Remember there are a range of businesses offering assistance, including stockbrokers, investment newsletters, financial advisors, and accountants.
There are also alternatives. In coming articles, we will discuss some shortcuts to a diversified share portfolio: including ‘share packs’, Exchange Traded Funds, and Listed Investment Companies.
One of the most powerful ways to reduce share investment risk is to diversify (as mentioned our introduction to share investing). The questions are: how, and how much?
Diversify company risk
Numerous studies show that risk drops dramatically in a portfolio of 10 to 15 companies, and that the bulk of the risk reduction benefits have been achieved by the time a portfolio holds 20 to 30 companies. Unsurprisingly therefore most privately managed portfolios hold around 15 to 20.
More recent studies show that to eliminate all diversifiable risk (relative to a market index) requires 100 companies or more, but if this is your goal, we would recommend investing in an index fund. (We will discuss these in coming articles.)
Simply buying a dozen or more different companies is not enough, through. Few investors would consider a portfolio of 15 mining stocks diversified, for example. Diversification also requires that you spread your risk among different types of company, that is, into different sectors.
Diversify sector risk
So what sectors should you consider and in what proportions? Most share investors either formally or informally compare their results with ‘the market’ and this makes sense as it is the past investment performance of ‘the market’ that attracted them in the first place.
As such a good starting place for considering what sectors to buy into is the sector breakdown of ‘the market’, starting with the larger, more stable companies in the 200 biggest companies listed on the Australian Stock Exchange, the ASX 200.
These sector sizes are convenient as a portfolio where each holding is 5% to 7% of the total portfolio will hold 15 to 20 companies. To roughly match the sector diversification, therefore an investor could buy one company each in Industrials (manufacturers), Health Care, Consumer Staples (think food and beverage), Telecommunications, Consumer Discretionary (cars, clothes, white-goods, leisure etc) and Energy, then buy two Materials companies (construction materials), and seven Financials.
Other things to think about when choosing companies to invest into
- Large, well established ‘blue chip’ companies suit a lower risk appetite and a more limited time horizon.
- Smaller companies involve more risk (including the risk of total capital loss) but offer the possibility of higher returns over longer periods of time.
- High yield companies have a track record of paying high, fully (or nearly fully) franked dividends, so your return does not rely so much on the price going up. These are very attractive to those close to, or already in retirement.

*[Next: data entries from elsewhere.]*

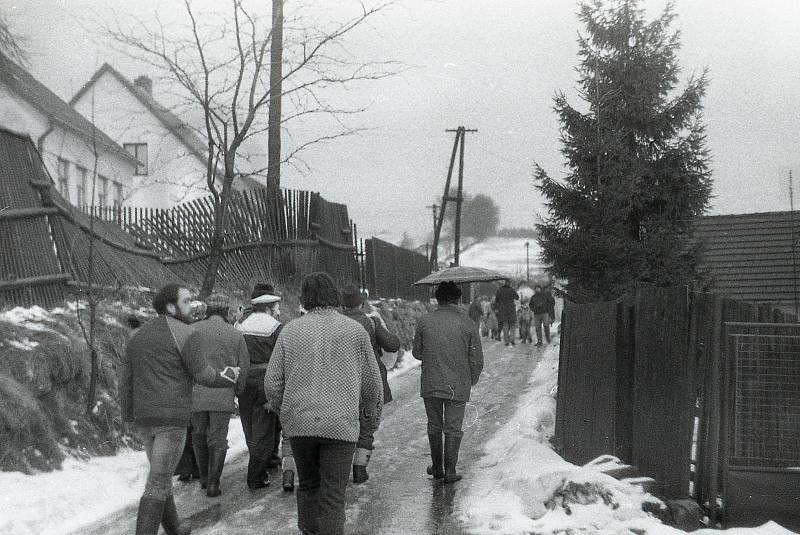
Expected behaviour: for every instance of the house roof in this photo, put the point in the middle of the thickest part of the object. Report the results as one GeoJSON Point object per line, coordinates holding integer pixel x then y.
{"type": "Point", "coordinates": [23, 84]}
{"type": "Point", "coordinates": [753, 257]}
{"type": "Point", "coordinates": [185, 134]}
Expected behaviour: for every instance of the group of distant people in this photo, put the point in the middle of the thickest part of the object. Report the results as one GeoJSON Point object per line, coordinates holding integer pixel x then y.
{"type": "Point", "coordinates": [310, 393]}
{"type": "Point", "coordinates": [498, 317]}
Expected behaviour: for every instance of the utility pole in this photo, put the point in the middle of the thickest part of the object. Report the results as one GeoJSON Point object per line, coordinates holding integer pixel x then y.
{"type": "Point", "coordinates": [458, 147]}
{"type": "Point", "coordinates": [794, 249]}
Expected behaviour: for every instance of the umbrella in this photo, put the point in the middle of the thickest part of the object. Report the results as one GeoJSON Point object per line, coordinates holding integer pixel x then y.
{"type": "Point", "coordinates": [461, 274]}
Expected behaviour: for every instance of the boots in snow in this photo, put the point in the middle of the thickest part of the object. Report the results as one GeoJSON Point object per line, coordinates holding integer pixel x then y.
{"type": "Point", "coordinates": [288, 473]}
{"type": "Point", "coordinates": [216, 462]}
{"type": "Point", "coordinates": [451, 446]}
{"type": "Point", "coordinates": [201, 455]}
{"type": "Point", "coordinates": [171, 522]}
{"type": "Point", "coordinates": [360, 462]}
{"type": "Point", "coordinates": [149, 516]}
{"type": "Point", "coordinates": [437, 468]}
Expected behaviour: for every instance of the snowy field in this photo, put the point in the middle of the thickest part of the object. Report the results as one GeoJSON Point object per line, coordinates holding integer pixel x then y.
{"type": "Point", "coordinates": [506, 255]}
{"type": "Point", "coordinates": [519, 475]}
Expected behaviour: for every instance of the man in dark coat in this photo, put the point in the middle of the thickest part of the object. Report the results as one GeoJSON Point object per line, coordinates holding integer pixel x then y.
{"type": "Point", "coordinates": [221, 345]}
{"type": "Point", "coordinates": [506, 311]}
{"type": "Point", "coordinates": [449, 346]}
{"type": "Point", "coordinates": [541, 305]}
{"type": "Point", "coordinates": [261, 427]}
{"type": "Point", "coordinates": [155, 390]}
{"type": "Point", "coordinates": [381, 340]}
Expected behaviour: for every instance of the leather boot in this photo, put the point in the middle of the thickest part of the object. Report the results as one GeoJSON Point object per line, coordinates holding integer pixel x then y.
{"type": "Point", "coordinates": [216, 462]}
{"type": "Point", "coordinates": [451, 446]}
{"type": "Point", "coordinates": [437, 468]}
{"type": "Point", "coordinates": [289, 469]}
{"type": "Point", "coordinates": [360, 462]}
{"type": "Point", "coordinates": [170, 521]}
{"type": "Point", "coordinates": [149, 516]}
{"type": "Point", "coordinates": [201, 456]}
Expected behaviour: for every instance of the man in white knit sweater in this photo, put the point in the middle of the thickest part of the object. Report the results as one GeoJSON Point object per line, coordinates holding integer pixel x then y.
{"type": "Point", "coordinates": [321, 375]}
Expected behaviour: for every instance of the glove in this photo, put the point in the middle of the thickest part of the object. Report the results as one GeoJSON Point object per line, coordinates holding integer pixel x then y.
{"type": "Point", "coordinates": [231, 373]}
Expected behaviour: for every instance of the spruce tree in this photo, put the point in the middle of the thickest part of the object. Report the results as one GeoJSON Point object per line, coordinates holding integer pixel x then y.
{"type": "Point", "coordinates": [638, 165]}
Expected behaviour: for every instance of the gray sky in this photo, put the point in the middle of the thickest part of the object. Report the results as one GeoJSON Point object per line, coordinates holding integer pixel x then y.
{"type": "Point", "coordinates": [494, 66]}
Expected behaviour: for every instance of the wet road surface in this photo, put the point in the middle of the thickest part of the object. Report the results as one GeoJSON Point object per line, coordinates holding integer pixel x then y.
{"type": "Point", "coordinates": [399, 498]}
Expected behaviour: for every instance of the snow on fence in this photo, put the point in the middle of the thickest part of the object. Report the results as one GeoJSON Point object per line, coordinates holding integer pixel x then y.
{"type": "Point", "coordinates": [659, 379]}
{"type": "Point", "coordinates": [44, 251]}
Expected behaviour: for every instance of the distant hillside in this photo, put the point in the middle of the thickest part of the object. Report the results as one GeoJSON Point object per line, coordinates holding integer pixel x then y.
{"type": "Point", "coordinates": [506, 255]}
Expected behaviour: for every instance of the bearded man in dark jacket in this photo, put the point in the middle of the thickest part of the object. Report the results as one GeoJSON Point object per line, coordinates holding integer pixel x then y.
{"type": "Point", "coordinates": [381, 340]}
{"type": "Point", "coordinates": [155, 389]}
{"type": "Point", "coordinates": [261, 427]}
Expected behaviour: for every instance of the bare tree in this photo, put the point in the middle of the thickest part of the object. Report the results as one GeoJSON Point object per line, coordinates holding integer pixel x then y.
{"type": "Point", "coordinates": [221, 62]}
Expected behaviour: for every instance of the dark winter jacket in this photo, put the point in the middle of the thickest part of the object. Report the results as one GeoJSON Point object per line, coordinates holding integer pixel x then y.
{"type": "Point", "coordinates": [155, 385]}
{"type": "Point", "coordinates": [449, 346]}
{"type": "Point", "coordinates": [381, 340]}
{"type": "Point", "coordinates": [221, 345]}
{"type": "Point", "coordinates": [260, 332]}
{"type": "Point", "coordinates": [506, 309]}
{"type": "Point", "coordinates": [542, 303]}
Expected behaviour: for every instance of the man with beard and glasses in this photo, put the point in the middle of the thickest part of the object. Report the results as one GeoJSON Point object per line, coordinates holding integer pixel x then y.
{"type": "Point", "coordinates": [155, 387]}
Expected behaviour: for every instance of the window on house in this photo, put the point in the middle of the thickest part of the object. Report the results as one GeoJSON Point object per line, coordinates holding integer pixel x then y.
{"type": "Point", "coordinates": [118, 194]}
{"type": "Point", "coordinates": [138, 151]}
{"type": "Point", "coordinates": [63, 177]}
{"type": "Point", "coordinates": [82, 186]}
{"type": "Point", "coordinates": [102, 190]}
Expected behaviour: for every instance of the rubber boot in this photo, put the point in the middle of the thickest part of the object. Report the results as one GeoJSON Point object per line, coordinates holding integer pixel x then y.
{"type": "Point", "coordinates": [288, 473]}
{"type": "Point", "coordinates": [170, 521]}
{"type": "Point", "coordinates": [451, 446]}
{"type": "Point", "coordinates": [360, 462]}
{"type": "Point", "coordinates": [216, 462]}
{"type": "Point", "coordinates": [149, 516]}
{"type": "Point", "coordinates": [437, 468]}
{"type": "Point", "coordinates": [201, 456]}
{"type": "Point", "coordinates": [257, 473]}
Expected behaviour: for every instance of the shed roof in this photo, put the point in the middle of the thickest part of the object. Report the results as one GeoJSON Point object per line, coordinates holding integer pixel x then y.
{"type": "Point", "coordinates": [753, 257]}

- High growth companies often pay low dividends as they are investing the bulk of their profits within the business – offering the possibility of greater price appreciation over time.
As always, we suggest you seek personal financial advice before embarking on direct share investment.
What are your thoughts?
Do you own shares? Is there more you’d like to know about share investing? Join the conversation — leave a comment below and let us know what you’re thoughts are.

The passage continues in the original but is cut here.